MMS queues requests coming in for a particular model and serves them. Current MMS uses Netty for HTTP request/response handling. I am not sure what you were looking for in this question.
When we load a model inside multi-model-server, does it apply forking/multiprocessing to host multiple copies of the same model to improve the throughput/latency?
Yes. if you have preload_model
set to true
, it uses fork semantics to create newer instances of model workers. This works on Unix based systems.
What is the default value and is there any config to decide how many copies of the model will be spawned?
The source code is the document itself currently. If you have specific questions about code, we could probably answer them :) .

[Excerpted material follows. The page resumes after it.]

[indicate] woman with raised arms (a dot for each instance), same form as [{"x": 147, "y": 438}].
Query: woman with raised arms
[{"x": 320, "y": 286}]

As per mxnet inference doc, the main dispatcher thread is single threaded. https://cwiki.apache.org/confluence/display/MXNET/Parallel+Inference+in+MXNet
How does mxnet model server handle multiple concurrent/parallel request for a particular model? When we load a model inside multi-model-server, does it apply forking/multiprocessing to host multiple copies of the same model to improve the throughput/latency? If yes, What is the default value and is there any config to decide how many copies of the model will be spawned?
Also, what does the worker thread actually perform? https://github.com/awslabs/multi-model-server/blob/master/mms/model_service_worker.py#L166-L212
Any guide and pointer to code will be highly appreciated.